Pablo Picasso’s ‘Guernica’ (1937) remains one of the most powerful artistic responses to atrocity – a cry against a massacre. Yet even then, lies abounded. Reports claimed that Basque socialists had destroyed their own town, denying the truth that German and Italian air forces bombed Guernica at Franco’s request. Picasso wasn’t there, but he painted the truth.
That same struggle – between the internal world of the artist and the harsh reality of massacre – is at the core of Mina Kupfermann’s paintings, drawings, and installations. Her post-October 7th work transcends the horror inflicted on civilians by Hamas, Islamic Jihad and other terror cells.
After October 7th, Mina began reaching out to the friends and families of those killed at the Nova festival massacre at Re’im, asking if she could honour their loved ones through a painting. The result was ‘Nova’ (2024), a tribute to eight of the victims, portrayed forever dancing in the landscape from which they were torn. The daughter of Holocaust refugee and renowned artist Jacques Kupfermann, Mina has spent over a decade creating work around antisemitism.
Israeli street artist Benzi Brofman narrowly escaped the October 7th massacre. He had been painting live in Re’im on October 6th, but left early, following a premonition by his wife. Just days later, he found himself painting portraits of the murdered – friends and strangers he had just met. Since then, he has been painting non-stop in Israel and Europe, hoping to bring a little light into the darkness that has fallen on those lost and taken hostage. At the exhibition, he painted live throughout the duration of the conference.
Multidisciplinary artist and doctoral student Maya Amrami, based in London, received a flood of hate messages after October 7th. Depicted as a ‘golem’, stripped of humanity, she transformed that hate into self-portraits using AI, stitching the images into haunting fabric creations. Her work explores identity as fluid, highlighting the possibility of transformation and healing, while blurring the lines between the human and non-human, the individual and the collective.
Many visitors – Jewish and non-Jewish – were visibly moved by WITNESS.
‘It’s a very moving experience…One of those shows that you urgently need to see in person to get it.’ Andrew Renton, professor of Curating at Goldsmiths, University of London.

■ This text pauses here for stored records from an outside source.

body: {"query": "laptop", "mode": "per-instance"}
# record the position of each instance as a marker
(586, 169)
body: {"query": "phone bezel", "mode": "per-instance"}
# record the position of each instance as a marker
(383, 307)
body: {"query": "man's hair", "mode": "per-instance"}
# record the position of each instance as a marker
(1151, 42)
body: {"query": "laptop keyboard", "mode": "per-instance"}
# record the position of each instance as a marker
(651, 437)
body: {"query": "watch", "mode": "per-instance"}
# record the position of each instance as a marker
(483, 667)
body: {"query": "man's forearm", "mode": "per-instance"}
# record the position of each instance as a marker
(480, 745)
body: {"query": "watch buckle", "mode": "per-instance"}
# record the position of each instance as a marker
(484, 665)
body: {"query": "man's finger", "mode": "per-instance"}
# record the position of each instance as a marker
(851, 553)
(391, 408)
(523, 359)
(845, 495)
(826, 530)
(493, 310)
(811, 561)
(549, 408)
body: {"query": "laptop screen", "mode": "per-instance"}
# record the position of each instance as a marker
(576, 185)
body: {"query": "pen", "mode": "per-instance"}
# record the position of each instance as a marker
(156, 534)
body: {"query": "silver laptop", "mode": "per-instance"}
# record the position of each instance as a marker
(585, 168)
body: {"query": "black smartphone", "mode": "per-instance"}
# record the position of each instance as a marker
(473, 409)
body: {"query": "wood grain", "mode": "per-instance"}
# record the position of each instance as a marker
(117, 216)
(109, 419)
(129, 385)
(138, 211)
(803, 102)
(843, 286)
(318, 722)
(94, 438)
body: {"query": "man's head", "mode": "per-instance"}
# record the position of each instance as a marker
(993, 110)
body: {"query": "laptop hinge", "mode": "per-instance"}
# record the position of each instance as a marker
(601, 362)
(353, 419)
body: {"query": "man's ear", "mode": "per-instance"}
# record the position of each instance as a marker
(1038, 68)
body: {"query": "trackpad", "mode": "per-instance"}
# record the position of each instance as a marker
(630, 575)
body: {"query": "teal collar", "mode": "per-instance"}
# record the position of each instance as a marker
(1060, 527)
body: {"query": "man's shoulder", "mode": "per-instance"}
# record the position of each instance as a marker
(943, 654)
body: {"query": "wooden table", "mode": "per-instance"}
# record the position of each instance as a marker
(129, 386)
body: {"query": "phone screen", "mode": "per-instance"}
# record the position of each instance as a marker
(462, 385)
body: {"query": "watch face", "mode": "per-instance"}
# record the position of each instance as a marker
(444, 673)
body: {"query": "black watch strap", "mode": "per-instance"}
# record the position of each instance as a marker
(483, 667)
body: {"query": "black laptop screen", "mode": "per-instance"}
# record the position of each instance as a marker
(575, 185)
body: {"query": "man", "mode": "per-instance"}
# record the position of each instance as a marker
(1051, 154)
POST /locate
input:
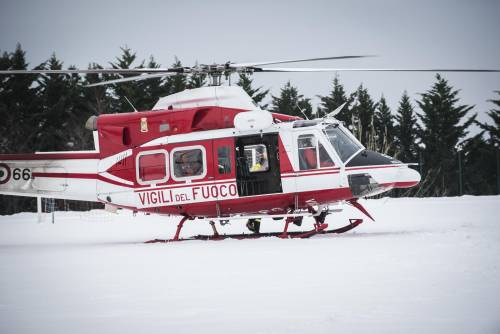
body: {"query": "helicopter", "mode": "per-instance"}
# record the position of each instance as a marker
(211, 153)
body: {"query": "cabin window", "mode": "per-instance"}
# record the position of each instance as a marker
(324, 158)
(189, 163)
(152, 167)
(256, 158)
(311, 151)
(308, 156)
(224, 159)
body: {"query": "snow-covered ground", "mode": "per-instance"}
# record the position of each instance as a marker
(424, 266)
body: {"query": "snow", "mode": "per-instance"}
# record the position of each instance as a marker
(425, 265)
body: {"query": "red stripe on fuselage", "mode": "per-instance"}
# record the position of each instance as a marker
(49, 156)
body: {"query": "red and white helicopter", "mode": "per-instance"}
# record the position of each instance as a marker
(212, 153)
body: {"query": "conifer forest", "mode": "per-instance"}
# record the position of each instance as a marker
(48, 113)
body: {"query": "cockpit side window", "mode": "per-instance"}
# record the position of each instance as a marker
(341, 142)
(308, 157)
(324, 158)
(312, 154)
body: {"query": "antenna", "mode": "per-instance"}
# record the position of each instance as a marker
(130, 103)
(336, 111)
(301, 111)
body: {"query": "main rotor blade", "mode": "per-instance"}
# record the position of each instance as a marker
(233, 65)
(136, 78)
(291, 69)
(96, 71)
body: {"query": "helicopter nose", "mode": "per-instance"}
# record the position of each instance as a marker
(406, 178)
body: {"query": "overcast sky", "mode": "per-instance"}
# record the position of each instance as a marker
(419, 33)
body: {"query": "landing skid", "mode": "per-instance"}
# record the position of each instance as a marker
(319, 229)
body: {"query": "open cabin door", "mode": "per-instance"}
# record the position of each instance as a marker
(257, 165)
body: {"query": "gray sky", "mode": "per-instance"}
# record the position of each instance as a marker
(404, 34)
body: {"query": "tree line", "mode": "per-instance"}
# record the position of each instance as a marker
(47, 112)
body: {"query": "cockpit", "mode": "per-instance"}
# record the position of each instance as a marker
(322, 144)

A major funding organisation has expressed interest in supporting the acquisition of some works for a British museum or gallery. We are actively seeking partners to extend the exhibition’s life and reach.
At the opening, Mina Kupfermann shared these words:
I often think about how my Dad, a Holocaust refugee and artist, might have viewed this work. He never talked about or painted his own experience – perhaps that would have been too painful. And I struggle with the feeling that no painting will ever be enough.
But then I think, there is nothing more that antisemites want than to make us invisible and our experience a nothing. And this exhibition says: No – we are here, and our experience is something – and it should be shared with those who wouldn’t normally get the chance to see it.
Manick Govinda is an independent arts consultant, artists mentor, curator and writer.
Mina Kupfermann is an artist and curator, film maker, animator, writer, editor and activist.